There is some precedent regarding how one moves from the tail end of the NFL Draft to the top. Atlanta moved from 26 to 6 to draft Julio Jones, costing them two firsts, a second, and two fourth-round picks. The deal paid off in the long-run with the wide receiver helping lead the Falcons to an NFC title.
That move was the biggest jump in the history of the NFL Draft’s first round.
The Cowboys would have to go from 28 to probably first. That’s an even bigger move. Would the addition of Tony Romo to that trade mix make any difference? It seems a little rich for the Cowboys to make the move.
Speaking of Romo, there will be endless speculation about where he will land. Here, we have speculation and a prediction.
New coach Vance Joseph has made it clear that he’s satisfied with Denver’s in-house QBs, Trevor Siemian and Paxton Lynch, which is exactly what you’re supposed to say when you first join a new team. The Broncos’ quarterback situation is much better than say, Blaine Gabbert vs. Colin Kaepernick last year, but Siemian’s ceiling is pretty low, and Lynch may need another year or two of development.
At 37, Romo comes with baggage (namely, never-ending back issues) and won’t be cheap. But he has to intrigue John Elway in terms of both talent and his ability to mentor Siemian and Lynch the way he did Dak Prescott. We haven’t seen Romo play in almost a year, but maybe Prescott’s rise was a good thing. Maybe Romo is fully healthy, which of course makes him all the more intriguing. If I have Denver’s defensive nucleus, led by Von Miller and Chris Harris, I’m doing everything I can to win another Super Bowl immediately. Romo gives you the best shot.
No matter where Romo ends up, he will likely alter the shape of the NFL draft if he’s moved before that event begins.
Regardless of where Romo winds up – whether it’s Denver, Buffalo, Houston, or one of the other aforementioned teams – the draft is going to shake out differently at the top. The main point of emphasis when discussing Romo’s future is the impact he’ll have on the team he joins, but his effect on the rest of the NFL – namely the draft – will be profound.
You can check out the article if you want to see some of the speculation of how a Romo move could later some teams’ plans.
While it’s very common to see Dak Prescott and Ezekiel Elliott make All Rookie teams from all kinds of media properties, website and other sports organizations, how about a third Cowboys’ rookie making one of those teams? That’s what happened for the Next Gen Stats rookie team.
Defensive lineman: Maliek Collins, Dallas Cowboys
Cowboys DL Maliek Collins proved to be effective as a pass rusher from the Dallas interior defensive line. Averaging 4.28 seconds from snap to sack, Collins recorded the fastest average time to sack among rookie interior defensive linemen and was also 5th among all interior pass rushers in fastest average time to sack.
That’s what the Cowboys loved about him when they drafted him, his quickness off the ball and his ability to disrupt plays in the backfield.
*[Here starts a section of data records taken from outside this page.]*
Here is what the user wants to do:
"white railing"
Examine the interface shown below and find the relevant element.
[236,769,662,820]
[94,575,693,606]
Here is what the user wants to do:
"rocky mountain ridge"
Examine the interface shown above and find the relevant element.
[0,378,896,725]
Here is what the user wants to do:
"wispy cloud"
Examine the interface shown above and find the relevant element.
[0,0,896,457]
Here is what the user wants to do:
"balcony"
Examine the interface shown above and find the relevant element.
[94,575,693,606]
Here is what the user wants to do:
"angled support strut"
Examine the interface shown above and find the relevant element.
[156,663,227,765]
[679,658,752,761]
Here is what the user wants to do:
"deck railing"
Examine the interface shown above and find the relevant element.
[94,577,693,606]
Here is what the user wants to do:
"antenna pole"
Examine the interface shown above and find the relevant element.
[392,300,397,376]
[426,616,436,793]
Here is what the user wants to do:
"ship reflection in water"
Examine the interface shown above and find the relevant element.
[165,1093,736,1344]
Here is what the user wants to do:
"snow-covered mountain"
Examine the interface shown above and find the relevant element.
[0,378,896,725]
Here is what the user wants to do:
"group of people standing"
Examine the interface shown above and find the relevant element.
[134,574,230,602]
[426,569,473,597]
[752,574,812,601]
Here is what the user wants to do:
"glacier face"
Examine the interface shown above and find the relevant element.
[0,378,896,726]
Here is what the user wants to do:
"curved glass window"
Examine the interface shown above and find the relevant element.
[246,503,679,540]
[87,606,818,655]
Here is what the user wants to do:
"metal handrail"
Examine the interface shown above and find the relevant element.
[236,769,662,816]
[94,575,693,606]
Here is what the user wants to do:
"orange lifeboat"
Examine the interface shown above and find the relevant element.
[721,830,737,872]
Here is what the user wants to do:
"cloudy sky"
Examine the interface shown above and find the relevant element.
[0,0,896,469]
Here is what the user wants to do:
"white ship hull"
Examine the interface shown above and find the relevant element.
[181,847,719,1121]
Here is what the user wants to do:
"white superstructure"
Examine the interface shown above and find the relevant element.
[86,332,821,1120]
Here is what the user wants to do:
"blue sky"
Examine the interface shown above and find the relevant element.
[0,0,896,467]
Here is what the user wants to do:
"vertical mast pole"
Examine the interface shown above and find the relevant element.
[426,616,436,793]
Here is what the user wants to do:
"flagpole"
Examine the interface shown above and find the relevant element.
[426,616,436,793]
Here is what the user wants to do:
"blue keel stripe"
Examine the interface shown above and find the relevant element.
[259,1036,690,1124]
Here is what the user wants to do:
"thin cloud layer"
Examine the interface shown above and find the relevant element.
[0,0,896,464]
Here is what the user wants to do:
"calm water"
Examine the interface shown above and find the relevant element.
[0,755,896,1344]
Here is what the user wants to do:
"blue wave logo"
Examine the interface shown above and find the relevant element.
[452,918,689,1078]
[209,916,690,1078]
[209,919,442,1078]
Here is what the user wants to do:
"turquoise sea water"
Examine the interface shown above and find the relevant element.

We’ve done quite a bit of speculating over which defensive end the Cowboys might draft at pick #28 if they do draft one. Taco Charlton seems to be a favorite right now. But John Owning makes a case for Charles Harris.
A defensive end’s get off is extremely important because it helps disrupt the relationship between the offensive tackle and quarterback. This opens up a plethora of counter possibilities and puts the defender one step ahead of their offensive counterpart, which is invaluable.
In a deep and talented edge defender group, Harris’ get off may be the best in the class. His entire pass-rush repertoire is built around the fact that he can explode off the line of scrimmage and beat the offensive tackle to their landmark.
For the Cowboys, Harris would immediately strengthen the depth at defensive end in his first year while likely taking over the full-time starting role in his second year. He does need some work in the run defense department, but he is ready to contribute as pass rush specialist immediately.